As the dust settles on last week’s budget, it has become clear that financial support for the voluntary sector will take a hit
Scotland’s voluntary sector is facing up to £1 million in cuts from the Scottish Government – despite the heroic role it has played on the pandemic frontline.
As the dust settles on last week’s budget, it has become clear that financial support for charities will take a hit.
The cut – of between £800,000 and £1m – will be made to the Third Sector Unit, which provides support for infrastructure bodies such as the Scottish Council for Voluntary Organisations (SCVO), the Third Sector Interface network and Volunteer Scotland.
This is despite the warm words for the sector, and in particular its response to the on-going Covid emergency, from all levels of the Scottish Government – from the first minister down.
While the sector as a whole generally welcomed some of the headline commitments in the aftermath of week’s budget – such as the doubling of the Scottish Child Payment and the raising of care workers’ pay – an analysis of the details has proved less pleasant.
SCVO chief executive Anna Fowlie said: “We are disappointed that despite all the talk of the importance of Scotland’s voluntary sector during the pandemic, the cabinet secretary for finance and the economy thinks it’s acceptable to cut her government’s third sector budget.
“Just that same morning, the Scottish Parliament praised the work of Scotland’s voluntary sector during the pandemic and emphasised the importance of the infrastructure that supports it.
“It is quite incredible that we then saw the Scottish Government plan to reduce its support for voluntary sector infrastructure only a few hours later.
“Voluntary organisations need support to do their vital work for people and communities. Any cut will result in weakened support for voluntary organisations, and their volunteers, across Scotland at a time of rising costs and increased demand.
Labour MSP Pam Duncan-Glancy, who formerly worked in Scotland’s voluntary sector, added: “At a time where we have seen third sector organisations step up and step in, it is absolutely galling that the Scottish Government has ripped £1 million from their budget.
“Throughout the pandemic these organisations have been plugging the gaps in support that the Scottish Government was unable to meet itself – the budget should have guaranteed them more certainty over their funding arrangements, not taking money from their pockets.
“Third sector organisations have kept communities functioning, pulled people from crisis and provided support to so many. It’s absolutely vital that the government recognises their value.”
However, a Scottish Government spokesperson reiterated the administration’s support for the sector, saying: “The third sector is a valued partner and benefits from what SCVO estimated in 2020 to be around £500m in investment across the whole of Scottish Government.
“Next year we will continue to support the third sector across government portfolios. In addition we will invest £25.8m in the third sector infrastructure and programmes to create the best conditions for the sector to recover and thrive.
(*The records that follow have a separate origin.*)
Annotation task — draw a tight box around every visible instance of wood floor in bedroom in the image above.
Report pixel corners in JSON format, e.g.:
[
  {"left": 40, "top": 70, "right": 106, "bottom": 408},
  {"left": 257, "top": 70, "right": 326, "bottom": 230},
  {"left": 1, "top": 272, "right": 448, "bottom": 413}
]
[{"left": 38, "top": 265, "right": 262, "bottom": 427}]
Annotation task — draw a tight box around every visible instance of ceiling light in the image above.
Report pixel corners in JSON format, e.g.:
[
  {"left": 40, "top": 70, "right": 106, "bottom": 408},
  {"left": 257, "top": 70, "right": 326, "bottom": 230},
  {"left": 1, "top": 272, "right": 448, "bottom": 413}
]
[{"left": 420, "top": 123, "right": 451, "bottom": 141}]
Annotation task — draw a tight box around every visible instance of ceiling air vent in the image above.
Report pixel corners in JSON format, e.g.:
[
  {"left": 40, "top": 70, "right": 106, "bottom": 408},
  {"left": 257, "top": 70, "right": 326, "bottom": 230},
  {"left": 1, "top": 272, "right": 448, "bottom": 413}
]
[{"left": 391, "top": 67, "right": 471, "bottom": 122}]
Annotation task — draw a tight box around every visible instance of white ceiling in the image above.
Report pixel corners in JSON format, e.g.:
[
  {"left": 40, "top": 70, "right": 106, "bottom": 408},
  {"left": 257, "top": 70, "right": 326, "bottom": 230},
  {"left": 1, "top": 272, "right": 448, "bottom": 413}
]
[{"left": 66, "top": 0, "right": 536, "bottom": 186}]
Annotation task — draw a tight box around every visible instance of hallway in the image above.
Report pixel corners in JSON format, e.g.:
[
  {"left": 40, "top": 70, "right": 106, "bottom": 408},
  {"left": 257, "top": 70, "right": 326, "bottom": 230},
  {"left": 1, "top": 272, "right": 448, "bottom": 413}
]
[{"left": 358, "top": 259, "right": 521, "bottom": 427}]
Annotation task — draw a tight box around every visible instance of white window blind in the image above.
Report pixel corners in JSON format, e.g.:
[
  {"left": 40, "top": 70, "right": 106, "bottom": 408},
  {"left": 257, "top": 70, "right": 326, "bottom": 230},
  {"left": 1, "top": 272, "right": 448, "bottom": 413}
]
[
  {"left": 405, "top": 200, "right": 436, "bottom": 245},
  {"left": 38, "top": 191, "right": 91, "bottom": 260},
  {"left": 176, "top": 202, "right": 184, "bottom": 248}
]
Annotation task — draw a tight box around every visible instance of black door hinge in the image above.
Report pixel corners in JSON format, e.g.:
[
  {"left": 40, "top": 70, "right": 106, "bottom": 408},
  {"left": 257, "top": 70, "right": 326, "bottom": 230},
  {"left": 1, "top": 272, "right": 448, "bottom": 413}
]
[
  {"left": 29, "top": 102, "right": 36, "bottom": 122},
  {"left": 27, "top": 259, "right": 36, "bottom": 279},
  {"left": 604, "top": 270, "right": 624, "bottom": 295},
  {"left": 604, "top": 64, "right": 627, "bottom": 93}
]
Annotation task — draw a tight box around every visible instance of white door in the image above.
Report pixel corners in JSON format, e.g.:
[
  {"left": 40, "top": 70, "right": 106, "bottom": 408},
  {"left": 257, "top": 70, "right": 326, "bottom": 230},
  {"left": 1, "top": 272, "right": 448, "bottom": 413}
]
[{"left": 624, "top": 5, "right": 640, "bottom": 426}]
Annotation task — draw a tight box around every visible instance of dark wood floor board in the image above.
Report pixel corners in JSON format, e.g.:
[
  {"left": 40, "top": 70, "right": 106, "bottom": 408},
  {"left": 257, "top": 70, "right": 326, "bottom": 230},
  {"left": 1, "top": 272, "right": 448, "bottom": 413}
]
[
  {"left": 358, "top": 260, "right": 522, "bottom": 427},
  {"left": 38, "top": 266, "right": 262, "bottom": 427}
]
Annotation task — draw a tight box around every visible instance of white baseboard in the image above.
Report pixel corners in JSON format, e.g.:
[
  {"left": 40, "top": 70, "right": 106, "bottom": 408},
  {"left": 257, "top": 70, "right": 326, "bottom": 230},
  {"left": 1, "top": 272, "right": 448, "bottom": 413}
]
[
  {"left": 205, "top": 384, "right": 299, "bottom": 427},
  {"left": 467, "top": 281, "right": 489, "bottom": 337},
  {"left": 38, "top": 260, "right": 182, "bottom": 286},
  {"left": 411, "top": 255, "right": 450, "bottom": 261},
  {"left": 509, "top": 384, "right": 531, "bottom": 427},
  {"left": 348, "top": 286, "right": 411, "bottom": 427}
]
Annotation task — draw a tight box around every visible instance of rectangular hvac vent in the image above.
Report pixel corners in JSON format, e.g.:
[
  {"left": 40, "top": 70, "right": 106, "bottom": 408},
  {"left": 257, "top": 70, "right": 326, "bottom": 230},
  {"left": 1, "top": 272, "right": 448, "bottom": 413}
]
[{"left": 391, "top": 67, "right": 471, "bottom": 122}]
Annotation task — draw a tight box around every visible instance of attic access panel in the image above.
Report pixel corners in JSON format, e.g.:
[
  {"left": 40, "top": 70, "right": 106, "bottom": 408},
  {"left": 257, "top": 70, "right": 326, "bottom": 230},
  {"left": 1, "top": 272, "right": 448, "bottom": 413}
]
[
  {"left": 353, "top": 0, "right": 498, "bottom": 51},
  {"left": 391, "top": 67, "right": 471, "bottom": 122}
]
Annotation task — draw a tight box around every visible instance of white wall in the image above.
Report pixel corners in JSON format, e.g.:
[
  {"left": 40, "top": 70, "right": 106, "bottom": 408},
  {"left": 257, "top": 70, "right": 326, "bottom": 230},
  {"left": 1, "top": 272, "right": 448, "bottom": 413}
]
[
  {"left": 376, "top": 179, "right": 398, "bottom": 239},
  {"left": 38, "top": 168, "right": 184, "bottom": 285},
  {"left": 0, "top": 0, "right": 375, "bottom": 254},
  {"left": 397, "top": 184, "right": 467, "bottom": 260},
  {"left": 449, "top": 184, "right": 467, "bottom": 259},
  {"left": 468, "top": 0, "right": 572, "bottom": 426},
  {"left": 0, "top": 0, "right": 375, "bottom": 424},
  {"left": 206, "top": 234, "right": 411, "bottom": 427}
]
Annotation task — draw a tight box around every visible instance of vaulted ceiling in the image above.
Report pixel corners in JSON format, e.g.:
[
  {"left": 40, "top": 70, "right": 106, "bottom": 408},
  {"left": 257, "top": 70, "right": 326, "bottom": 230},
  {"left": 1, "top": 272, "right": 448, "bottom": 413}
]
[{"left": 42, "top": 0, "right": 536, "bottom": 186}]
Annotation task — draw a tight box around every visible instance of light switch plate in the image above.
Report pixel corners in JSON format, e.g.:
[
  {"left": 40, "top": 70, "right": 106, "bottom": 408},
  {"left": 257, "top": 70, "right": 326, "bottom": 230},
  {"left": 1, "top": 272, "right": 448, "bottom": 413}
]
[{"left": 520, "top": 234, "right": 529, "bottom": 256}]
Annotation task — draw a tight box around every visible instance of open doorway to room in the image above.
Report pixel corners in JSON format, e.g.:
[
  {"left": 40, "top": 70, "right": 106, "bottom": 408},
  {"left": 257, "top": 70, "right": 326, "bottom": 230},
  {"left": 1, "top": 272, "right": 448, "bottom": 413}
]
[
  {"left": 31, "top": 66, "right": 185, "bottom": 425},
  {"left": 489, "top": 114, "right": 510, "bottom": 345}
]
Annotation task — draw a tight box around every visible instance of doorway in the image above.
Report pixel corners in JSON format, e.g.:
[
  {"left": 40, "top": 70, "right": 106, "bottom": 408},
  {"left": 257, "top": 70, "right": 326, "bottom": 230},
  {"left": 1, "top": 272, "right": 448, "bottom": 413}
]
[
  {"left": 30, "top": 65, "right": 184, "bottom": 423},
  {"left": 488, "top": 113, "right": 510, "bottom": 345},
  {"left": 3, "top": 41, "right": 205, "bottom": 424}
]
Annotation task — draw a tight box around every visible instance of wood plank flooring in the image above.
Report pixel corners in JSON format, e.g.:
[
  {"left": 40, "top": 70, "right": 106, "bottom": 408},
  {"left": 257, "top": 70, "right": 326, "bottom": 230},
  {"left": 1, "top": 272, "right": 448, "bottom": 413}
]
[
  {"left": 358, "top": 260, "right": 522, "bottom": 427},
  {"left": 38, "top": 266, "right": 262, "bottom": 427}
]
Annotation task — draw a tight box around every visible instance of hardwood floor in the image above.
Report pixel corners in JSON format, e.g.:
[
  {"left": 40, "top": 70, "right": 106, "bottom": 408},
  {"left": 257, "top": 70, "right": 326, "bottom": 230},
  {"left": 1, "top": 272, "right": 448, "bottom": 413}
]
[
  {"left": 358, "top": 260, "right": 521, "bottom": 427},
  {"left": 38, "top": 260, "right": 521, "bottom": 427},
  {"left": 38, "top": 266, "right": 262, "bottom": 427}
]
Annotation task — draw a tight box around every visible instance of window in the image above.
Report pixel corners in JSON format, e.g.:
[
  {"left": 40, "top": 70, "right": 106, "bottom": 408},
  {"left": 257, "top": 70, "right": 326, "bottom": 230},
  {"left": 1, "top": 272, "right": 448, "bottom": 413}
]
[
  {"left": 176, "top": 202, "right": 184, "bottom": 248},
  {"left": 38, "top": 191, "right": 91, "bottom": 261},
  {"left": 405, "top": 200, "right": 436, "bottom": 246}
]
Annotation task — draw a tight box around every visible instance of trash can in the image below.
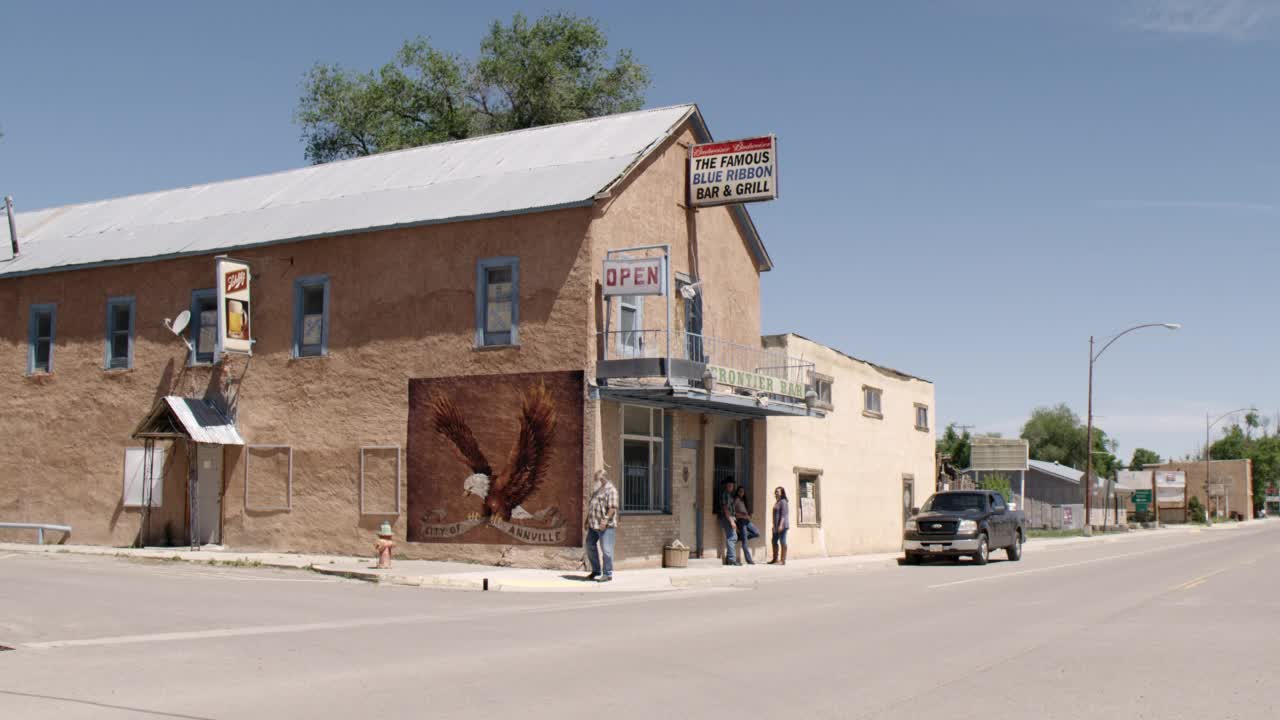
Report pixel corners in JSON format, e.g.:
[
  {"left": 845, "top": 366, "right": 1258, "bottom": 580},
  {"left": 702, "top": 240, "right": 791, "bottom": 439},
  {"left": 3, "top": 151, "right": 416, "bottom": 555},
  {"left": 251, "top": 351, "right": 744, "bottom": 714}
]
[{"left": 662, "top": 541, "right": 689, "bottom": 568}]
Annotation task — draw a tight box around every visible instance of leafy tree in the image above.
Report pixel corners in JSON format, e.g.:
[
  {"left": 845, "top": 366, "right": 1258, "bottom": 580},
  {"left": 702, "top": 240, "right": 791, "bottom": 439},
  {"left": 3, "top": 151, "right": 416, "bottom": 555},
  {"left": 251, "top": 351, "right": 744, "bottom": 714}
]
[
  {"left": 1187, "top": 495, "right": 1208, "bottom": 523},
  {"left": 1129, "top": 447, "right": 1160, "bottom": 470},
  {"left": 294, "top": 13, "right": 649, "bottom": 163},
  {"left": 1021, "top": 402, "right": 1119, "bottom": 477},
  {"left": 937, "top": 423, "right": 973, "bottom": 470},
  {"left": 978, "top": 473, "right": 1014, "bottom": 502}
]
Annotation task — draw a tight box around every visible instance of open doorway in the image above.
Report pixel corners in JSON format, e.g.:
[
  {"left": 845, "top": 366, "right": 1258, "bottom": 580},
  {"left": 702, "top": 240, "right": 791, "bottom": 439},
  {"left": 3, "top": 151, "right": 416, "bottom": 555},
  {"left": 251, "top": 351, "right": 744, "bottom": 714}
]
[{"left": 191, "top": 443, "right": 223, "bottom": 544}]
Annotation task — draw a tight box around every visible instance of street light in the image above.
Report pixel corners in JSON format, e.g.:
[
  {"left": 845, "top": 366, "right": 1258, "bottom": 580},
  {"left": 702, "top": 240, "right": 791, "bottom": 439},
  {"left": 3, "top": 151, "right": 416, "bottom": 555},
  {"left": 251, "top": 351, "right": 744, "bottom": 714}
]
[
  {"left": 1203, "top": 407, "right": 1258, "bottom": 525},
  {"left": 1084, "top": 323, "right": 1183, "bottom": 534}
]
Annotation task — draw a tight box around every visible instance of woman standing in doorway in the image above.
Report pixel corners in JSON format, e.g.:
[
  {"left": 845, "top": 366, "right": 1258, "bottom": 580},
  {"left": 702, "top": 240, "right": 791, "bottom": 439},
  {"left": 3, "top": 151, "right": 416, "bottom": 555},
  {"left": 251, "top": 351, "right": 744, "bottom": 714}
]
[
  {"left": 769, "top": 486, "right": 791, "bottom": 565},
  {"left": 733, "top": 487, "right": 755, "bottom": 565}
]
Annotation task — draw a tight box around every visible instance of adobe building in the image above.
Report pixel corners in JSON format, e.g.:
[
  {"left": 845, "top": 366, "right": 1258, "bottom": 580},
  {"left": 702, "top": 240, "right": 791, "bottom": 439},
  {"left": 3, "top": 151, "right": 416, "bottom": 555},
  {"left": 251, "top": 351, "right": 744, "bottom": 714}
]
[
  {"left": 1143, "top": 459, "right": 1254, "bottom": 523},
  {"left": 0, "top": 105, "right": 819, "bottom": 566},
  {"left": 756, "top": 333, "right": 937, "bottom": 557}
]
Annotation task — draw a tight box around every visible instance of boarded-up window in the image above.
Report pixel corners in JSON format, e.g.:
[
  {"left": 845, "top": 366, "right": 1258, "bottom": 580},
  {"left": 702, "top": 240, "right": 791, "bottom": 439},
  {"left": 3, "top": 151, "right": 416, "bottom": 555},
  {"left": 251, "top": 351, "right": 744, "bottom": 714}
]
[
  {"left": 124, "top": 447, "right": 165, "bottom": 507},
  {"left": 244, "top": 445, "right": 293, "bottom": 512},
  {"left": 360, "top": 446, "right": 401, "bottom": 515}
]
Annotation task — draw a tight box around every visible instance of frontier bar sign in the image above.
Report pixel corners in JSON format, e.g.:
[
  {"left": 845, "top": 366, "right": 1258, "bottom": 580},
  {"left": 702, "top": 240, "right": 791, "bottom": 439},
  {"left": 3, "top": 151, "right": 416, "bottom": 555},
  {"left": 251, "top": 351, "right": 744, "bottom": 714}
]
[{"left": 689, "top": 135, "right": 778, "bottom": 208}]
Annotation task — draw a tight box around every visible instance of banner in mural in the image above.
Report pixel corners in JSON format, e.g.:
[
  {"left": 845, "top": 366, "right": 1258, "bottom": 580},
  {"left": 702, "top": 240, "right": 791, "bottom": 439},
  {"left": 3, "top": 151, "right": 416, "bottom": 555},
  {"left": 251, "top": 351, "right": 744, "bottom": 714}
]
[{"left": 407, "top": 372, "right": 584, "bottom": 546}]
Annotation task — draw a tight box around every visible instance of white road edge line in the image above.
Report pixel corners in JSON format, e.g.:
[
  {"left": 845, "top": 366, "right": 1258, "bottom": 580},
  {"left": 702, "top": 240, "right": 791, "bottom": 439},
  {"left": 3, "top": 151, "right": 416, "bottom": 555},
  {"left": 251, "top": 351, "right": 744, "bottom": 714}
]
[
  {"left": 22, "top": 615, "right": 442, "bottom": 650},
  {"left": 928, "top": 542, "right": 1202, "bottom": 591}
]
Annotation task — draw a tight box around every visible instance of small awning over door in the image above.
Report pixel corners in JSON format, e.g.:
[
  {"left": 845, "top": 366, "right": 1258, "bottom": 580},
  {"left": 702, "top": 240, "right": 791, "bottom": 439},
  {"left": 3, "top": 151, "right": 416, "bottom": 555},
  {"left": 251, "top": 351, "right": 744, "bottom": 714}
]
[{"left": 133, "top": 395, "right": 244, "bottom": 445}]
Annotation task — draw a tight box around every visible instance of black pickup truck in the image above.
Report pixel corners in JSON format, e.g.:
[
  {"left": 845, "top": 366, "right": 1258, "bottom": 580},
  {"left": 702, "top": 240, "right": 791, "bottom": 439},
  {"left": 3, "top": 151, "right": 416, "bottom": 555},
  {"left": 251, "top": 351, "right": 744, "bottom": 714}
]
[{"left": 902, "top": 489, "right": 1027, "bottom": 565}]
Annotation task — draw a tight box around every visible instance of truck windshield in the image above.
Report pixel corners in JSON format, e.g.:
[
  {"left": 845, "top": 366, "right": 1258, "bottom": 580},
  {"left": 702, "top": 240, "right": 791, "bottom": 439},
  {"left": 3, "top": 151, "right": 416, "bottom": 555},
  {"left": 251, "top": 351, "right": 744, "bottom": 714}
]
[{"left": 924, "top": 492, "right": 986, "bottom": 512}]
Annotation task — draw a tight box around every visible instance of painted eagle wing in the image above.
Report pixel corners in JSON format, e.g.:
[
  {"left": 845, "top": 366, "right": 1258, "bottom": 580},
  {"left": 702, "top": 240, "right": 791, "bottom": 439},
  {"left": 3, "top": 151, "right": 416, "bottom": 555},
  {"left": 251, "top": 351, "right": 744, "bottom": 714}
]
[
  {"left": 502, "top": 383, "right": 556, "bottom": 515},
  {"left": 431, "top": 395, "right": 493, "bottom": 477}
]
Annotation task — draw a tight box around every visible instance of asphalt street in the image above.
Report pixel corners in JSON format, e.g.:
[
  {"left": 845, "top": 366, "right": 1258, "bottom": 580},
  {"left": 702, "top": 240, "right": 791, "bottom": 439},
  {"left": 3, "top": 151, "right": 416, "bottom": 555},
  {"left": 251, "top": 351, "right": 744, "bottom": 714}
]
[{"left": 0, "top": 523, "right": 1280, "bottom": 720}]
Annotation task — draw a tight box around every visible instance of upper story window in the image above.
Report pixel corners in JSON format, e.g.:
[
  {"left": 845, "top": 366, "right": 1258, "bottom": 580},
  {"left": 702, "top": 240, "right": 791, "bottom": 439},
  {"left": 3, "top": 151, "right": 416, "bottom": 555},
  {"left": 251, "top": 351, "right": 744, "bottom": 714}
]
[
  {"left": 618, "top": 295, "right": 644, "bottom": 355},
  {"left": 293, "top": 275, "right": 329, "bottom": 357},
  {"left": 863, "top": 386, "right": 884, "bottom": 418},
  {"left": 27, "top": 304, "right": 58, "bottom": 375},
  {"left": 915, "top": 405, "right": 929, "bottom": 430},
  {"left": 476, "top": 258, "right": 520, "bottom": 347},
  {"left": 810, "top": 373, "right": 836, "bottom": 410},
  {"left": 102, "top": 297, "right": 134, "bottom": 370},
  {"left": 191, "top": 288, "right": 218, "bottom": 365}
]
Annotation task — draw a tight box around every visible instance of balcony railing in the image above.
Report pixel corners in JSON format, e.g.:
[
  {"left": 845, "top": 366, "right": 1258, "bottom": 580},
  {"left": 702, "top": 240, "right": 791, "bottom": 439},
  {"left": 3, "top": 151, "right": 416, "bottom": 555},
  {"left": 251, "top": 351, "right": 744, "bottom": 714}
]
[{"left": 600, "top": 329, "right": 814, "bottom": 402}]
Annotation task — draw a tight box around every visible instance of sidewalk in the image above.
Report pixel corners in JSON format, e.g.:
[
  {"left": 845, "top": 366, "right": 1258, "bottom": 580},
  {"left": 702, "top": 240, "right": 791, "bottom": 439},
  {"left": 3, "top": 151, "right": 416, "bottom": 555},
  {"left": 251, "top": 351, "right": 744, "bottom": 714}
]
[{"left": 0, "top": 523, "right": 1263, "bottom": 593}]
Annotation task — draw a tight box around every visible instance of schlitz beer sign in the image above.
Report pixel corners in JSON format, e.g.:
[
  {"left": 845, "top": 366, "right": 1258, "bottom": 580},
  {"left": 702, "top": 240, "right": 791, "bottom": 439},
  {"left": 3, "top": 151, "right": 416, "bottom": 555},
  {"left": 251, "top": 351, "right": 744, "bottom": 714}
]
[
  {"left": 216, "top": 258, "right": 253, "bottom": 355},
  {"left": 689, "top": 135, "right": 778, "bottom": 208}
]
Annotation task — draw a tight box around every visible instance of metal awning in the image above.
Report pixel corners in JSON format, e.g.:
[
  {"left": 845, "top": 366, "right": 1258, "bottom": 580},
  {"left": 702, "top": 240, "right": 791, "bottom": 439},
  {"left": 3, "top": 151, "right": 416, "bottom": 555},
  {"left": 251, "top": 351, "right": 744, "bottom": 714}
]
[
  {"left": 133, "top": 395, "right": 244, "bottom": 445},
  {"left": 599, "top": 386, "right": 827, "bottom": 419}
]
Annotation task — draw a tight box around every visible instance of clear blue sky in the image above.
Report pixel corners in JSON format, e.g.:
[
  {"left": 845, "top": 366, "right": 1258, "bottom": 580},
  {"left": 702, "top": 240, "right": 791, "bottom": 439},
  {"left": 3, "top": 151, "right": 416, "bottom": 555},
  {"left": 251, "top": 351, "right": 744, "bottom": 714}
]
[{"left": 0, "top": 0, "right": 1280, "bottom": 457}]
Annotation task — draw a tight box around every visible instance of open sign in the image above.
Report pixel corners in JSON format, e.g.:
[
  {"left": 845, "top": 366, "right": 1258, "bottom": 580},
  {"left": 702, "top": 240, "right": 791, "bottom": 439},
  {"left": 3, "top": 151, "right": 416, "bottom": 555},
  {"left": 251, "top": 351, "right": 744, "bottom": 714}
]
[{"left": 604, "top": 258, "right": 667, "bottom": 297}]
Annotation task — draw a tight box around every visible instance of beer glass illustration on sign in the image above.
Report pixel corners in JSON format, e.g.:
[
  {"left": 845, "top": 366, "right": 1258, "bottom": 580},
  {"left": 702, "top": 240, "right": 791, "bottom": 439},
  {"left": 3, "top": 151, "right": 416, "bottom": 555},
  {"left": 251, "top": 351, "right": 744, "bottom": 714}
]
[{"left": 227, "top": 300, "right": 248, "bottom": 340}]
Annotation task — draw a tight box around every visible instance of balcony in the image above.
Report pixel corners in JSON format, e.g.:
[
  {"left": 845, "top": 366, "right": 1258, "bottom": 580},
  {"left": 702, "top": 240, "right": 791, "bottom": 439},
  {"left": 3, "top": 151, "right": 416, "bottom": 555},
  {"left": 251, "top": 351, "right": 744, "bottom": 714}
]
[{"left": 595, "top": 329, "right": 822, "bottom": 416}]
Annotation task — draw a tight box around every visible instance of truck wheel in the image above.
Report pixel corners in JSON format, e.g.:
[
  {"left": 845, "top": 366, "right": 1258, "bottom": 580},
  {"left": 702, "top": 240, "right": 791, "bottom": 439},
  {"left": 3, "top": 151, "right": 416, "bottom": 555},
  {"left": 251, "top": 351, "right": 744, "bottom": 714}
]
[
  {"left": 973, "top": 533, "right": 991, "bottom": 565},
  {"left": 1005, "top": 530, "right": 1023, "bottom": 562}
]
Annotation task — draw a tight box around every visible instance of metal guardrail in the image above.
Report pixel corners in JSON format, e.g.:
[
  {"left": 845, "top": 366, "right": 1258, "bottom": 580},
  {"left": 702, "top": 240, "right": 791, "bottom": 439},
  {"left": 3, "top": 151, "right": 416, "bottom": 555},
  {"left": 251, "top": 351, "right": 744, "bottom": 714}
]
[
  {"left": 0, "top": 523, "right": 72, "bottom": 544},
  {"left": 599, "top": 329, "right": 814, "bottom": 387}
]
“We have committed to increase multi-year funding for the third sector and where possible we will do so. However, our ability to fulfil our devolved responsibilities remains hampered by a centralised UK budgeting approach that gives little fiscal flexibility. “
The commitment to shift to multi-year funding models was welcomed – but came with a call for the Scottish Government to stop being “risk averse” and to speed up the creation of a morse stable funding landscape.
SCVO’s Anna Fowlie said: “More welcome is the cabinet secretary’s commitment during the budget debate to multi-year funding for the voluntary sector, and the plans for a resource spending review next May which will allow for spending to be planned on a three to four-year basis.
“While this is an important step towards meaningful multi-year funding for the sector, it is not in itself enough. We look forward to working with the Scottish Government to ensure that this shift to funding voluntary organisations on a multi-year basis includes a shift in practice to include important elements like inflationary uplifts and greater flexibility.
“There is also nothing stopping Scottish Government being less risk averse right now with relatively small amounts of money. This would make a huge difference to the stability and confidence of charities, community organisations and social enterprises, allowing them to focus on the people they work with rather than wasting time continually chasing money.”